Il Museo di Arte Contemporanea espone le più significative ricerche creative che interpretano il nostro tempo con pittura, scultura, fotografia, installazioni e videoarte. Alcuni autori, hanno creato “stanze d’artista” con installazioni specifiche. L’obiettivo in progress è di completarne tala panoramica attraverso il coinvolgimento di altri artisti riconosciuti, fondazioni, archivi ed arrivare a costituire il maggiore polo di Arte Contemporanea nel sud d’Italia con il Madre di Napoli e il Marca di Catanzaro. A fianco all’esposizione permanente vi è un programma di mostre temporanee in collaborazione con le Accademie di Belle Arti e le Università e il “Museo Carlo Bilotti all’Aranciera di Villa Borghese” della Soprintendenza capitolina al fine di realizzare iniziative con scambi ed eventi congiunti.

Questo museo d’Arte Contemporanea s’inserisce nell’infrastruttura museale calabrese caratterizzata dalla sua distribuzione territoriale diffusa.

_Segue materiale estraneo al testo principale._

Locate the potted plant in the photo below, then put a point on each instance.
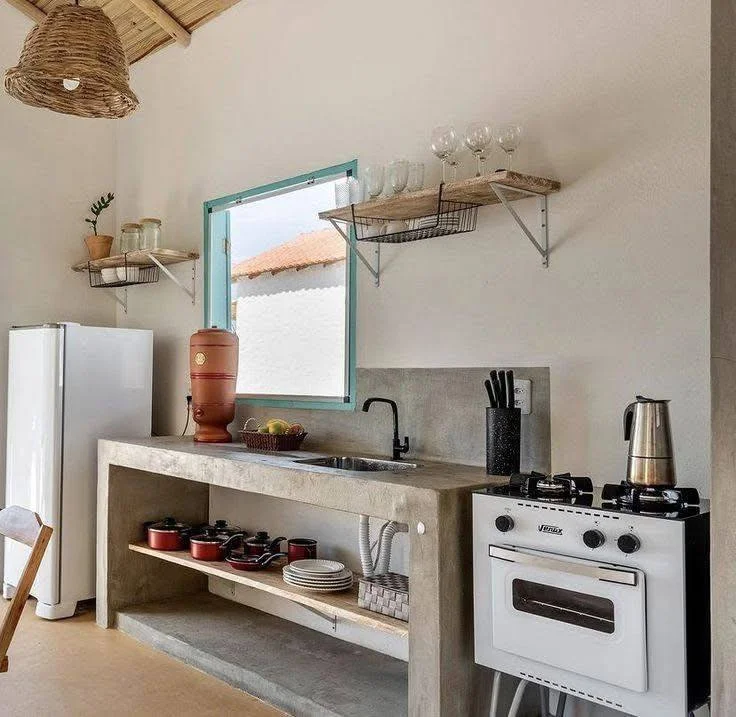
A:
(99, 245)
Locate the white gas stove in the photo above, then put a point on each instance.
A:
(603, 596)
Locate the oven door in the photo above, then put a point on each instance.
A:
(578, 615)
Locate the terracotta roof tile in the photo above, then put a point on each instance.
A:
(325, 246)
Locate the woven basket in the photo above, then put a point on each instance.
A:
(78, 43)
(269, 441)
(387, 594)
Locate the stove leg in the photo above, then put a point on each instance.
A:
(518, 696)
(544, 700)
(495, 690)
(561, 700)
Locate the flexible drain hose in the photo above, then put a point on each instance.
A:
(383, 559)
(364, 545)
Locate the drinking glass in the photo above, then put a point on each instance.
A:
(416, 176)
(374, 176)
(355, 190)
(398, 175)
(478, 136)
(508, 137)
(342, 194)
(444, 144)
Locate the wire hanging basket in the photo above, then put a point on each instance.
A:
(73, 62)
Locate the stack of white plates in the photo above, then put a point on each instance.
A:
(324, 576)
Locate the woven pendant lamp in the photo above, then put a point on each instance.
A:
(73, 63)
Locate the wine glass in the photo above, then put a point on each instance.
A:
(444, 143)
(416, 176)
(478, 136)
(398, 175)
(375, 178)
(508, 137)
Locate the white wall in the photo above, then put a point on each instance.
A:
(51, 169)
(614, 100)
(291, 328)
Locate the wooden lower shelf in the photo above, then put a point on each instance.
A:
(342, 605)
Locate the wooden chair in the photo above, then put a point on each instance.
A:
(25, 527)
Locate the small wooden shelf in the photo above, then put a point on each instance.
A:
(422, 203)
(343, 605)
(141, 257)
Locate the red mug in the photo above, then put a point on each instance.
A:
(302, 549)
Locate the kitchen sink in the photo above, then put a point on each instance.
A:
(353, 463)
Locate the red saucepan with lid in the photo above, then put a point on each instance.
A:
(242, 561)
(262, 543)
(222, 527)
(168, 534)
(210, 545)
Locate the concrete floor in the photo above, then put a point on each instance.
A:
(72, 668)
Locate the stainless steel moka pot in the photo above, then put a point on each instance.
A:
(651, 461)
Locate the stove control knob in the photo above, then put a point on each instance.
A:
(594, 538)
(628, 543)
(504, 523)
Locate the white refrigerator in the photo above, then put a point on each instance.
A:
(68, 385)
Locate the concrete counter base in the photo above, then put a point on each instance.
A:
(146, 480)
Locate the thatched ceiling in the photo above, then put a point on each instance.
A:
(144, 25)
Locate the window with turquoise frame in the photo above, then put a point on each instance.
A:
(285, 282)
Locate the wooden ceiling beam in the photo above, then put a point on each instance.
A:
(162, 18)
(29, 10)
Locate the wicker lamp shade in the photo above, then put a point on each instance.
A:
(76, 44)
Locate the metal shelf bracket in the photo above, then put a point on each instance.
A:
(122, 302)
(352, 245)
(541, 245)
(191, 293)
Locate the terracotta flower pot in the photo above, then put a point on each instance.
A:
(99, 246)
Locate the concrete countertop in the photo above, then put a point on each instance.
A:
(385, 493)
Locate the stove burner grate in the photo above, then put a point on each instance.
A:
(559, 487)
(649, 500)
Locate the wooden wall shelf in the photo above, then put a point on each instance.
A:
(141, 257)
(156, 258)
(450, 209)
(342, 605)
(423, 203)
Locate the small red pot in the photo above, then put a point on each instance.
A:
(262, 543)
(242, 561)
(210, 546)
(168, 534)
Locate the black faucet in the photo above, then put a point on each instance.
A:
(398, 448)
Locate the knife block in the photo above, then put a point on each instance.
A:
(503, 441)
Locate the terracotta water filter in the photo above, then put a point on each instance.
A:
(213, 368)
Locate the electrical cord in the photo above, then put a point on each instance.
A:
(189, 413)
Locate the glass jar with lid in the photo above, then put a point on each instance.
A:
(150, 233)
(130, 237)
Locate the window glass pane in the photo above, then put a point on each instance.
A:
(574, 608)
(289, 294)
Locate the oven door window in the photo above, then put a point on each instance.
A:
(568, 612)
(589, 611)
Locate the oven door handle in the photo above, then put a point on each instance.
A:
(597, 572)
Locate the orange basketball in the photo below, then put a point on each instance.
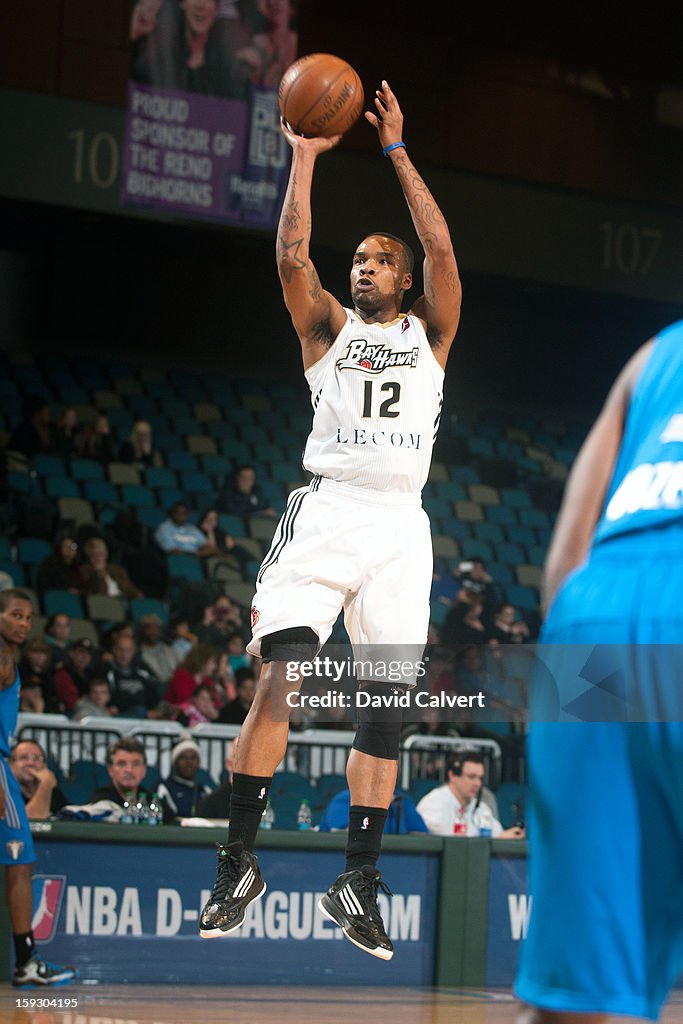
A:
(321, 95)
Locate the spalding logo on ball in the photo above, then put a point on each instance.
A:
(321, 95)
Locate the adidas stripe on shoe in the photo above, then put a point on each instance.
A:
(37, 973)
(239, 882)
(351, 903)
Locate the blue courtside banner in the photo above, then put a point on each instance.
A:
(509, 908)
(130, 914)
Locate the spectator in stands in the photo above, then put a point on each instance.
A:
(199, 709)
(33, 435)
(181, 791)
(217, 803)
(95, 702)
(507, 628)
(236, 711)
(444, 585)
(66, 433)
(96, 441)
(162, 657)
(177, 536)
(32, 700)
(276, 43)
(220, 622)
(139, 449)
(220, 542)
(40, 791)
(198, 668)
(135, 691)
(110, 634)
(60, 569)
(182, 637)
(57, 634)
(98, 576)
(71, 680)
(473, 579)
(222, 545)
(127, 764)
(36, 672)
(463, 624)
(242, 497)
(402, 816)
(456, 807)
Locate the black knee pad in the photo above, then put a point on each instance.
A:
(297, 644)
(378, 729)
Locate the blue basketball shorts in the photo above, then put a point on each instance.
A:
(605, 812)
(15, 838)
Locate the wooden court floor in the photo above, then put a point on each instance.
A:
(182, 1005)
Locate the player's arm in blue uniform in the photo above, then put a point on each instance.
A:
(589, 480)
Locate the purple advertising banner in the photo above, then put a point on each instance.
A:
(221, 159)
(203, 135)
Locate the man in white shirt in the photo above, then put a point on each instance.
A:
(455, 809)
(177, 536)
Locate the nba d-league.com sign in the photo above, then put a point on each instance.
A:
(131, 914)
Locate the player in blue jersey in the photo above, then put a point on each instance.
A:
(16, 851)
(605, 818)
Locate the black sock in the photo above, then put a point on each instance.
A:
(366, 825)
(250, 795)
(24, 948)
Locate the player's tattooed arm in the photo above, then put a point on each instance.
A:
(316, 315)
(7, 667)
(439, 305)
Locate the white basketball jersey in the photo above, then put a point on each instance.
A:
(377, 397)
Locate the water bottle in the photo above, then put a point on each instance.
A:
(268, 817)
(141, 810)
(460, 827)
(485, 819)
(127, 816)
(156, 815)
(304, 816)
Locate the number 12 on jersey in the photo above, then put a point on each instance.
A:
(393, 388)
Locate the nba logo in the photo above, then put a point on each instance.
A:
(47, 894)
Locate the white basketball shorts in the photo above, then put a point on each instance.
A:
(343, 547)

Un sistema integrato con musei presenti non solo nei capoluoghi, ma anche in piccoli centri, tutti estremamente rilevanti dal punto di vista della conservazione dei caratteri identitari. E’ una realtà capace di coprire tutto l’arco della produzione culturale della Regione, nei diversi settori e nelle varie epoche, dalle singolarità geologiche e naturalistiche, alla produzione artistica antica, delle arti minori, della multietnicità e del multilinguismo, fino alla storia religiosa, politica e sociale del territorio e con questa istituzione ora anche il panorama contemporaneo .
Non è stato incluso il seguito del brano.